ADDIS ABABA, ETHIOPIA — After going through its worst drought in 50 years, Ethiopia is again seeing rain. In fact, in some places, it’s falling too hard and has set off floods.
Measles, meningitis, malaria and scabies are on the rise. And most seriously, there has been an outbreak of something mysteriously called “AWD,” according to the Humanitarian Requirements Document, issued by the government and humanitarian agencies on Aug. 13.
“There is a high risk that AWD can spread to all regions with high speed as there is a frequent population movement between Addis Ababa and other regions,” it warned.
The letters stand for acute watery diarrhea. It is a potentially fatal condition caused by water infected with the vibrio cholera bacterium. Everywhere else in the world it is simply called cholera.
But not in Ethiopia, where international humanitarian organizations privately admit that they are only allowed to call it AWD and are not permitted to publish the number of people affected.
The government is apparently concerned about the international impact if news of a significant cholera outbreak were to get out, even though the disease is not unusual in East Africa.
This means that, hypothetically, when refugees from South Sudan with cholera flee across the border into Ethiopia, they suddenly have AWD instead.
In a similar manner, exactly one year ago, when aid organizations started sounding the alarm bells over the failed rains, government officials were divided over whether they would call it a drought and appeal for international aid.
The narrative for Ethiopia in 2015 was a successful nation with double-digit growth, and the government did not want to bring back memories of the 1980s drought that killed hundreds of thousands and left the country forever associated with famine.
“We don’t use the f-word,” explained an aid worker to me back in September, referring to famine.
Like many of its neighbors in the region, Ethiopia has some issues with freedom of expression and is very keen about how it is perceived abroad. While the country has many developmental successes to celebrate, its current sensitivity suggests it will be some time before this close U.S. ally resembles the democracy it has long claimed to be.
Ultimately, the government recognized there was a drought and made an international appeal for aid. The systems put into place over the years prevented the drought from turning into a humanitarian catastrophe — for which the country has earned praise from its international partners.
In the same manner, even though it doesn’t call it cholera, the government is still waging a vigorous campaign to educate people on how to avoid AWD, by boiling water and washing their hands.
Yet this sensitivity to bad news extends to the economic realm as well. Critics have often criticized Ethiopia’s decade of reported strong growth as being the product of cooked numbers. The government does seem to produce rosier figures than international institutions.
After the drought, the International Monetary Fund predicted in April that growth would drop from 10.2 percent in 2015 to just 4.5 percent in 2016.
Prime Minister Hailemariam Desalegn, maintained, however, that growth would be a robust 8.5 percent, despite the falling agriculture productivity and decreased export earnings.
In the political realm, news of unrest and protests is suppressed. During a weekend of demonstrations on Aug. 6 and 7, the Internet was cut, making it difficult to find out what happened.
Human rights organizations, opposition parties and media tried to piece together the toll from the deadly demonstrations, which according to Amnesty International may have been up to 100.
The United Nations has called for international observers to carry out an investigation in the affected regions, which the government has strongly rejected even as it has dismissed estimates of casualties without providing any of its own.
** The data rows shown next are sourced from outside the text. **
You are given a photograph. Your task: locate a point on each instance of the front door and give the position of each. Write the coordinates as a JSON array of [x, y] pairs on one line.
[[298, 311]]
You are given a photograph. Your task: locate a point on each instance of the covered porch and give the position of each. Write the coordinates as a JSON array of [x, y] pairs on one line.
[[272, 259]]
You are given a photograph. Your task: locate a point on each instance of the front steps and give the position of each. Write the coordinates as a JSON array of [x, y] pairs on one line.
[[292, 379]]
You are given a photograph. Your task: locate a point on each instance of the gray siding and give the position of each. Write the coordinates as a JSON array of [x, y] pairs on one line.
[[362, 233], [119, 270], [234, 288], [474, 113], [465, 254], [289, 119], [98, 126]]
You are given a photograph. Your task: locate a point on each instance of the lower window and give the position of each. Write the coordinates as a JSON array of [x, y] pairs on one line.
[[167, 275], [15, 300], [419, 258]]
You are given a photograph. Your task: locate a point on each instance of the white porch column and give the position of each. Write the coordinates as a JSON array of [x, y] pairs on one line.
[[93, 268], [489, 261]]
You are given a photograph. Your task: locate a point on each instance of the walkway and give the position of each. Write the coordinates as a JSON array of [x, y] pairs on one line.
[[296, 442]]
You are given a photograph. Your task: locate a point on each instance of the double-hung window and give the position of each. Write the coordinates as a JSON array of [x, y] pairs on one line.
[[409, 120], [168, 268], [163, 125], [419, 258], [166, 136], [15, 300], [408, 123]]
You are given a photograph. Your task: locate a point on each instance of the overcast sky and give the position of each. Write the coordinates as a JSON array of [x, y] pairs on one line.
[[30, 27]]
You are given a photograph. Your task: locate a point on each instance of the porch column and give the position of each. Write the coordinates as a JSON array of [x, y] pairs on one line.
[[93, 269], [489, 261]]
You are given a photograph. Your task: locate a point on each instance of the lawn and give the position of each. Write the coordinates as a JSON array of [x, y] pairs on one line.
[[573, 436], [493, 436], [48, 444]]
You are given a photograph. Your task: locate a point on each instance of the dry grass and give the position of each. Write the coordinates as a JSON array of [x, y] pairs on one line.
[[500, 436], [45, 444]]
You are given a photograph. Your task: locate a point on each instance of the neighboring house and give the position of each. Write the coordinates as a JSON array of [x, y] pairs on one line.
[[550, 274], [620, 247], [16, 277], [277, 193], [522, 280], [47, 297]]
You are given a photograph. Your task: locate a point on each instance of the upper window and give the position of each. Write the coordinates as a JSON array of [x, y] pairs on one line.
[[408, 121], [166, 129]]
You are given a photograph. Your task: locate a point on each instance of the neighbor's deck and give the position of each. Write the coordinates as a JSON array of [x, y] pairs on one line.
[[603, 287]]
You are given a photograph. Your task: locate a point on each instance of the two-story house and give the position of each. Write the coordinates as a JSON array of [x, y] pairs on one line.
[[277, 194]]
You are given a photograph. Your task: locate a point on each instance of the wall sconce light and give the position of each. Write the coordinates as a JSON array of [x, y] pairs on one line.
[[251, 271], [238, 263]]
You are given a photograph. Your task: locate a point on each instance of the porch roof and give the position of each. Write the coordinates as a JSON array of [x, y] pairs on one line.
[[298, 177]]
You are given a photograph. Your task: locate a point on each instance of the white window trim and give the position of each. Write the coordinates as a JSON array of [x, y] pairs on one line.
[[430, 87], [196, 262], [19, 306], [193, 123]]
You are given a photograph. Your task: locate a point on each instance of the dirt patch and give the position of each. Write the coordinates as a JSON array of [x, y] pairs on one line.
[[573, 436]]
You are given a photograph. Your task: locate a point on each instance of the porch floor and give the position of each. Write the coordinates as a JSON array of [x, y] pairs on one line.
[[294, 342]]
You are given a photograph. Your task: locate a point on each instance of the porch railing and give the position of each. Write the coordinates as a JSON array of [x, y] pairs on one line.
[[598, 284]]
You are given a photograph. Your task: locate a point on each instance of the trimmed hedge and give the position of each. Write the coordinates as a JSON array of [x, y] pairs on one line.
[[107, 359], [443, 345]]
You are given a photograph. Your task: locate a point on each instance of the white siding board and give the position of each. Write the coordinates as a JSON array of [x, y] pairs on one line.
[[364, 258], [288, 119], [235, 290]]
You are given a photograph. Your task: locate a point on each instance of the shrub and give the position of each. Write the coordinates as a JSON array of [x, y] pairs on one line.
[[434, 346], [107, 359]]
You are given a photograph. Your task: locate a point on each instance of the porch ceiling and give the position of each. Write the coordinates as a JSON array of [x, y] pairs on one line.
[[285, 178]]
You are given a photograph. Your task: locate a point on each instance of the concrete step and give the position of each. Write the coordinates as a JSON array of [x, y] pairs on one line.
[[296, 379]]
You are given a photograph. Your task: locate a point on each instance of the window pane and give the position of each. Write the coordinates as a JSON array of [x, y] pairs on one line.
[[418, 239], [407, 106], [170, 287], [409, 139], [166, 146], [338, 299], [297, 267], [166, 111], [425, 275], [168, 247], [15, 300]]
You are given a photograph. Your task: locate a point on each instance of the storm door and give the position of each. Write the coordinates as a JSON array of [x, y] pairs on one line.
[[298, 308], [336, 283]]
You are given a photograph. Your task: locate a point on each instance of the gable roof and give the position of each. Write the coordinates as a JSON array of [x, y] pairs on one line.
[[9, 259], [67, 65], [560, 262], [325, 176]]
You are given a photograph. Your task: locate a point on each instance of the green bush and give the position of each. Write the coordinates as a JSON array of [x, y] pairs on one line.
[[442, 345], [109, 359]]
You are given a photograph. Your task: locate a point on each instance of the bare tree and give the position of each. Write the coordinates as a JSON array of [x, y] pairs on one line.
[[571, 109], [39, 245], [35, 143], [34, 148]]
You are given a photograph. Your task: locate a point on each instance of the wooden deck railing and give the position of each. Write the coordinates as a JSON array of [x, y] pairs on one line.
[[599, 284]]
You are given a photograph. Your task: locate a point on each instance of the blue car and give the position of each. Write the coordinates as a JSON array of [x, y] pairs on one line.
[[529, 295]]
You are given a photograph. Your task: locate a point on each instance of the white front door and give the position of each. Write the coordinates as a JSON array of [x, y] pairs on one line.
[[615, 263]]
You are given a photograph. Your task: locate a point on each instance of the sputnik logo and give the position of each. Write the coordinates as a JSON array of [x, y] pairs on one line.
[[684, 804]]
“That is one of the factors we are struggling against with this government, the blockade of information,” complained Beyene Petros, the chairman of a coalition of opposition parties. “Journalists cannot go and verify. We cannot do that.”
Local journalists are heavily constrained, and as Felix Horne of Human Rights Watch points out, Ethiopia is one of the biggest jailers of journalists on the continent.
“Limitations on independent media, jamming of television and radio signals, and recent blocking of social media all point to a government afraid to allow its citizens access to independent information,” he said.
Foreign journalists do not fare much better, especially if they attempt to venture out of the capital to do their reporting.
In March, the New York Times and Bloomberg correspondents were detained by police while trying to report on the disturbances in the Oromo Region.
They were sent back to Addis Ababa and held overnight in a local prison before being interrogated and released.
In a similar fashion, a television crew with American Public Broadcasting Service was detained on Aug. 8 south of the capital trying to do a story on the drought conditions.
They and their Ethiopian fixer — an accredited journalist in her own right — were released after 24 hours, and they were told not to do any reporting outside of Addis.
In both cases the journalists were all accredited by the Government Communication Affairs Office, with credentials that are supposed to extend the breadth of the country but in practice are widely ignored by local officials.
The government spokesman, Getachew Reda, has dismissed the allegations about the information crackdown in the country and in recent appearances on the Al Jazeera network he maintained that there are no obstacles to information in Ethiopia.
“This country is open for business, it’s open for the international community, people have every right to collect whatever information they want,” he said.